Common bird sightings, Williams said, include warblers, waders, finches and swallows. But more than 800 species of birds are known to breed in the region. “Then there are other groups of birds which visit us briefly — even for a matter of days or even hours — stopping off for a rest,” he said.
Such birds use food resources such as berries and insects that disappear in more Arctic countries during winter. Different types of birds take routes of widely varying lengths. Some round-trip migrations can be as long as 70,000 kilometers, equivalent to almost two round-the-world trips.
Williams said that many of the world’s migratory birds are in decline, and the region’s geographical distinctness means it has a key part to play in conservation efforts.
“For migratory species, no matter how much resources and how much individual efforts a single country puts into that exercise, all that good work can be undone as soon as migratory birds leave the border of that country if the next country lacks the same control measures,” he said. “If any of these countries don’t take action it cuts the chain.”
“Illegal shooting in one or two countries in the region such as Lebanon is rife and completely mindless and is causing massive problems,” he said. “Lebanon is struggling to control the hunting phenomenon.
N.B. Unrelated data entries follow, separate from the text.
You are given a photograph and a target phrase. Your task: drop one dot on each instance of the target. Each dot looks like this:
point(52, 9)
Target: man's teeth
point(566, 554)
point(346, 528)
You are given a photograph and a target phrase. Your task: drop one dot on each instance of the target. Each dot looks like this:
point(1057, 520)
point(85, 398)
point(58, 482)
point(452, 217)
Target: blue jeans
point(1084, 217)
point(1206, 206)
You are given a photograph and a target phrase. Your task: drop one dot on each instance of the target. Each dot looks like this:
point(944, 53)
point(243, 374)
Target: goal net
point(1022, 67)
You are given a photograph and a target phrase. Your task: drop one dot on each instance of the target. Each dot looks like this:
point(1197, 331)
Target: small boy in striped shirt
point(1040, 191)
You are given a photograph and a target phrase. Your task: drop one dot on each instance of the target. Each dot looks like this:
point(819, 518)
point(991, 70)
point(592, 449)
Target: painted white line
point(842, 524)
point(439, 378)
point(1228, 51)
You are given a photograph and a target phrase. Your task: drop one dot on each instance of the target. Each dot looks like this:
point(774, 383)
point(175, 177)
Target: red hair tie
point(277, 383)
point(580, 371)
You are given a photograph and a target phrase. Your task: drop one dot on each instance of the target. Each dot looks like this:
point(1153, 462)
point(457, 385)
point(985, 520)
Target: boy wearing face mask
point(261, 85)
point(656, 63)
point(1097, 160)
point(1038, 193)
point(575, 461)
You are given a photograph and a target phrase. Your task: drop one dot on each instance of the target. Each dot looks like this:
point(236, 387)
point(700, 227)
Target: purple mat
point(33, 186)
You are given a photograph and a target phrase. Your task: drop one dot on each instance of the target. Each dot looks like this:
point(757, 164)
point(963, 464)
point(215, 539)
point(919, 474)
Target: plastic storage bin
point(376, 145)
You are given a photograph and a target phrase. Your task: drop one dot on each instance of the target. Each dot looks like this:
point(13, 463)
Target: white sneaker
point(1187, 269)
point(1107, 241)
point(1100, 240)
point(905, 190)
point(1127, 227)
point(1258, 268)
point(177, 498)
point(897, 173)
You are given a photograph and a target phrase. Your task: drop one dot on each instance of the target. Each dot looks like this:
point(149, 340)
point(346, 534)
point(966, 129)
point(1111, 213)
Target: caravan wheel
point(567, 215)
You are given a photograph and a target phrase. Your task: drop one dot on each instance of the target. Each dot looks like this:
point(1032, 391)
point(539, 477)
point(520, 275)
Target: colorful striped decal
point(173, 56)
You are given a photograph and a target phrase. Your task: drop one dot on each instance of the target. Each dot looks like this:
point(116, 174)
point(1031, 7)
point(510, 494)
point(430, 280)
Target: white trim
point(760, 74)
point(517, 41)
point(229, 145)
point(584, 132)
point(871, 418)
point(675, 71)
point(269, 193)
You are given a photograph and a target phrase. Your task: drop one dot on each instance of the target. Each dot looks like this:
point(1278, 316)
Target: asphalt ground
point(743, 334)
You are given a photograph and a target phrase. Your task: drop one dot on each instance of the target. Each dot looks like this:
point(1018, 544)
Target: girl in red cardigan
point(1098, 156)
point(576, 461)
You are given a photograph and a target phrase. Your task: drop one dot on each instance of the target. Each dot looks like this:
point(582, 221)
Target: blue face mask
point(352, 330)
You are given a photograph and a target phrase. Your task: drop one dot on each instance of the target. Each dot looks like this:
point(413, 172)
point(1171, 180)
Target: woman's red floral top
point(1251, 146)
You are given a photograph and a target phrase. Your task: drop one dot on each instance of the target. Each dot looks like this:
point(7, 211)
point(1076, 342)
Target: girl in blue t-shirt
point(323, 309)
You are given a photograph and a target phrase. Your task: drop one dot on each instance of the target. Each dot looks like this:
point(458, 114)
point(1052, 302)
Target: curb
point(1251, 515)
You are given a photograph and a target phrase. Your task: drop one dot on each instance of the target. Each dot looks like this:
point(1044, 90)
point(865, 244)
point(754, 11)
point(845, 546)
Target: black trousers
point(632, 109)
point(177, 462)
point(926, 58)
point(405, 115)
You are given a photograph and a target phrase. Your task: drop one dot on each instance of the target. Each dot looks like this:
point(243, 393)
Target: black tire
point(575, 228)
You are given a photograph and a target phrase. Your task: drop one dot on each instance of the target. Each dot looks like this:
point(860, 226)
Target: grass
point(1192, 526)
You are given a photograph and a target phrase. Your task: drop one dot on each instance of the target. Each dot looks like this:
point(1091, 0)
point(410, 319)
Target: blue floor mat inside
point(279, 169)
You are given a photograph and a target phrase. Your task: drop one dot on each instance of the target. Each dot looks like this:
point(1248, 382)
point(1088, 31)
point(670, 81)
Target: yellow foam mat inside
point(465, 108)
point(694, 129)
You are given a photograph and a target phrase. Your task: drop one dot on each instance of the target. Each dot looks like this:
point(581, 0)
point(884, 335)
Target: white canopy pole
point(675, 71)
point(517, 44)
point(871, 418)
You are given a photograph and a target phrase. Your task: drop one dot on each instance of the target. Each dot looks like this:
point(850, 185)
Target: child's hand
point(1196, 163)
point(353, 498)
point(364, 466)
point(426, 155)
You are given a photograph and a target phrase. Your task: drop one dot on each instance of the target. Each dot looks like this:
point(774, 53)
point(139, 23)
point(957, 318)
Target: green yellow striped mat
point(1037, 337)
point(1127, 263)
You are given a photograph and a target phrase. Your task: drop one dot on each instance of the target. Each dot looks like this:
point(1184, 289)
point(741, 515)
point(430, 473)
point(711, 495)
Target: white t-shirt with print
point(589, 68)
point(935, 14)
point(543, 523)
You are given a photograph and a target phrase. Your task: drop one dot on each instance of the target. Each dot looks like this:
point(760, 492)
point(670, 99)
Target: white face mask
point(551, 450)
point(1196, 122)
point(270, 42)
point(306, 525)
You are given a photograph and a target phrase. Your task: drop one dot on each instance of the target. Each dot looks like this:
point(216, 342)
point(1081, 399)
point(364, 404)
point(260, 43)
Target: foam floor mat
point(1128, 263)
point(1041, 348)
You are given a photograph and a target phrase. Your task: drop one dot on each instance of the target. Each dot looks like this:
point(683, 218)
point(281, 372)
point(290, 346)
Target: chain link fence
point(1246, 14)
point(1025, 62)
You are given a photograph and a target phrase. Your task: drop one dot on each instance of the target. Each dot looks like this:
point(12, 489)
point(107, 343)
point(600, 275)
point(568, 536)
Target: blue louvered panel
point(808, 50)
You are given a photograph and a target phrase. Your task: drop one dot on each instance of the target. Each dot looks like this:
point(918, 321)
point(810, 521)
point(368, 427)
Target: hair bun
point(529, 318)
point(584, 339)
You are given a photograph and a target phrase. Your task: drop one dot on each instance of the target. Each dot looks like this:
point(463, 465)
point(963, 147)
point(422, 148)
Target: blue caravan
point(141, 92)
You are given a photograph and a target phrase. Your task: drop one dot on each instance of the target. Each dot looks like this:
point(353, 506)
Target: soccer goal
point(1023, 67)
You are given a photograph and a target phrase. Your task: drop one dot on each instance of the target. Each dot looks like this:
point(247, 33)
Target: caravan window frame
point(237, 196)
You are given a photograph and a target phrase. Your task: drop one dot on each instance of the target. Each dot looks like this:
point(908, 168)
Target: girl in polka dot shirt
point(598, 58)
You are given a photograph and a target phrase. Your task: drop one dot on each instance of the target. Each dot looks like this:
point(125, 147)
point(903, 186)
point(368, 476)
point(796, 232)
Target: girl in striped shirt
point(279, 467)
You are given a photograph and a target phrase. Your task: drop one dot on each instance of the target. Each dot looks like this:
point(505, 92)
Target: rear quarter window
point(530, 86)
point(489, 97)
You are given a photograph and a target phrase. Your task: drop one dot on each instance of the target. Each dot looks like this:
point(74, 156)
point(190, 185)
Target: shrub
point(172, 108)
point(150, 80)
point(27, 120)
They have lots of challenges at the present — such as from migrants from Syria — and their resources are stretched, and therefore conservation tends to be bottom of the list.”
Hunting practices can include the illegal trapping of falcons, with poachers then selling them on.
When it comes to conservation, countries such as Saudi Arabia, Williams said, are doing “good work on this front.” 
The Kingdom is one of 11 countries that are signatories of the Migratory Soaring Birds (MSB) project, an initiative which aims to protect the Middle East’s flyway from the illegal killing of migratory birds. 
“What we are trying to do is to promote coordinated flyways, swim-ways and migration routes,” said Williams, adding that birds of prey face a variety of human-induced threats such as habitat loss and degradation, illegal shooting and poisoning, collisions with aerial structures and, often, electrocution by power lines.
Recently the UAE’s Mohamed Bin Zayed Raptor Conservation Fund signed an agreement with Mongolia’s Ministry of Environment and Tourism to tackle the alarming rise in electrocution-related deaths caused by power distribution infrastructure in the east Asian country.
Birds, Williams said, are important because they keep systems in balance: They pollinate plants, disperse seeds, scavenge carcasses and recycle nutrients.
There are other conservation initiatives in the Middle East, such as BirdLife International’s Flyways program, the Sustainable Hunting Project and Wings Over Wetlands Project, that Williams said are vital.
“Although migratory species are just one sector of biodiversity, it is an important one, and everyone — even from the grassroots level — can do their bit to help. Human-induced threats are the biggest threat to migratory birds,” he said.